Edited on31 May 2018
How often do we think about public procurement? How much attention do we pay to how city authorities and other public bodies spend our money? The Procure network tells us how important this can be.
How often do we think about public procurement? How much attention do we pay to how city authorities and other public bodies spend our money; the choices they make about contracts and services? Do we really care which companies empty our bins, mend the gutters on the town hall, run the hospital cafe?
I admit it’s not a subject which has engaged me very much, although the evidence from Preston City Council suggests that perhaps it should.
Preston have been pursuing a strategy of ‘making spend matter’ since 2012, trying to understand how much they spend on external services and contracts, where that money goes to, and what value it brings. Since 2015, they have been the lead partner of the Procure network, funded by URBACT to encourage 11 cities around the EU to work on this complex but important subject together. And the results can be fascinating.
In Preston’s case, the key to how they could maximise the impact was through working with a range of other public organisations, or ‘anchor institutions’ as they are known. These are bodies like hospitals, Police, housing providers and educational establishments; all of them with sizeable public budgets and an interest in making that money work better for the local community. When Preston started this work, in 2012, the combined budgets of those organisations totalled £750m, and only 39% of it was directly spent in the Lancashire area. In other words, some £280m was leaking out of the local economy each year, when it could be bringing value to local companies, people and places.
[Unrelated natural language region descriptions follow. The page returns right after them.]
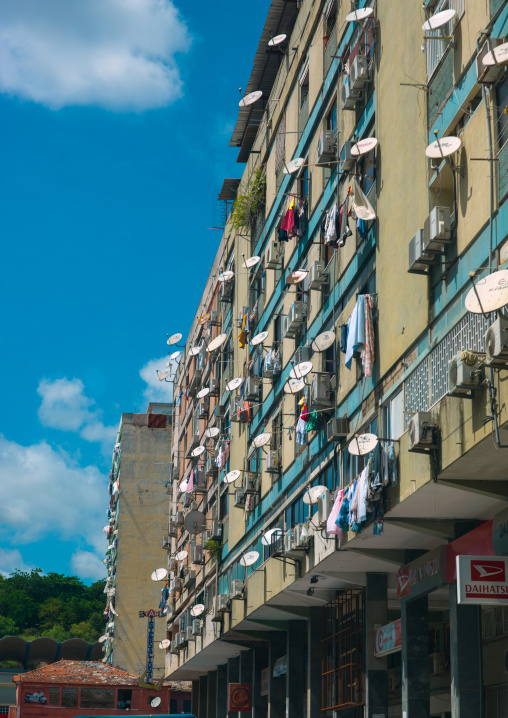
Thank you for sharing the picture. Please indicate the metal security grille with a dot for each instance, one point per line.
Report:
(343, 652)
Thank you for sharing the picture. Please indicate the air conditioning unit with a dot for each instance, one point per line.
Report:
(420, 431)
(347, 160)
(318, 277)
(337, 428)
(273, 463)
(326, 147)
(359, 73)
(236, 589)
(320, 392)
(251, 389)
(240, 498)
(437, 229)
(496, 343)
(273, 256)
(419, 261)
(462, 377)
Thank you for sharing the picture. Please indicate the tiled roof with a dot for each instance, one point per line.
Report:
(91, 672)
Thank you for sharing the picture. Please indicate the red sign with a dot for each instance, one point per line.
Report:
(240, 697)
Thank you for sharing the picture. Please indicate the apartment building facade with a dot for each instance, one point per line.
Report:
(337, 301)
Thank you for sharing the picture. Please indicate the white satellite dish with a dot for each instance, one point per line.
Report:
(250, 262)
(276, 40)
(498, 56)
(363, 444)
(312, 495)
(249, 558)
(261, 440)
(293, 166)
(361, 14)
(174, 339)
(293, 386)
(270, 536)
(444, 147)
(232, 476)
(493, 293)
(363, 146)
(251, 98)
(301, 370)
(259, 338)
(217, 342)
(159, 574)
(438, 20)
(323, 341)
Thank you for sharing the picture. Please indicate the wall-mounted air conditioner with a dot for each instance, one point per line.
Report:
(419, 261)
(496, 343)
(437, 229)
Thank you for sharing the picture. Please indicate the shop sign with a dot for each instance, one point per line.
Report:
(240, 697)
(423, 575)
(388, 638)
(482, 580)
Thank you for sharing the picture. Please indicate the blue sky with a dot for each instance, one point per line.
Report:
(115, 120)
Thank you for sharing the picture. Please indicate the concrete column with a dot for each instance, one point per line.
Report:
(376, 596)
(211, 698)
(259, 702)
(415, 658)
(314, 659)
(203, 680)
(276, 694)
(465, 658)
(221, 697)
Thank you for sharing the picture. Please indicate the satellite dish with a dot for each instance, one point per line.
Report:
(444, 147)
(217, 342)
(276, 40)
(195, 522)
(293, 166)
(232, 476)
(493, 293)
(270, 536)
(363, 146)
(438, 20)
(174, 339)
(293, 386)
(250, 99)
(323, 341)
(258, 339)
(250, 262)
(249, 558)
(363, 444)
(361, 14)
(312, 495)
(260, 440)
(498, 56)
(301, 370)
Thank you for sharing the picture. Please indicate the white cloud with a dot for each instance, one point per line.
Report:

Preston’s strategy, and the one they explored in the Procure network, was straightforward: analyse what you spend and where, and use the techniques available to influence how and where that is spent. These tools could be legislative, or they could involve changing the criteria by which contracts are awarded, or might involve closer working with local SMEs and potential suppliers, better to understand their needs. In general, they found that a combination of supplier-side and buyer-side interventions were most effective. “It’s important to recognise that we don’t buy in silos” said Andy Ridehalgh, Preston’s Procurement Manager. “We need to see that what we buy, and where we buy it from, can give significant extra value to the local economy”.
Some of the examples are startling: Paul Eastham, the Procurement Officer with Lancashire Police, described how smarter procurement practices in the commissioning and construction of a new £21m police station had a huge effect on local spending patterns: 85% of that cost was spent within a 40 mile radius of the construction site. What is startling is how such change can be effected without any major shifts in legislation or statutory processes; Preston’s strategy was based largely on influencing people and institutions, and developing new commissioning and delivery models which are designed with local spend in mind. “Combining our purchasing was not the objective” Andy explained, “we were more interested in sharing strategy and bouncing ideas off each other.”
The Procure network has now come to a close. Preston will be spreading more of their learning through a new Transfer Network which started last month, with a new group of EU cities eager to learn from their experience and apply this knowledge in their own procurement practice.
There is no doubt that it’s learning worth sharing. Remember that 39% which was spent in the local economy? When Preston and its anchor institutions undertook an analysis of last year’s spend (2016-17), that figure had increased to 80% of their total spend being retained in the Lancashire area. That’s almost £200m of money which can directly benefit local businesses and communities. And when that translates into local jobs, better environmental standards, improved skills amongst the workforce, it’s a benefit worth having.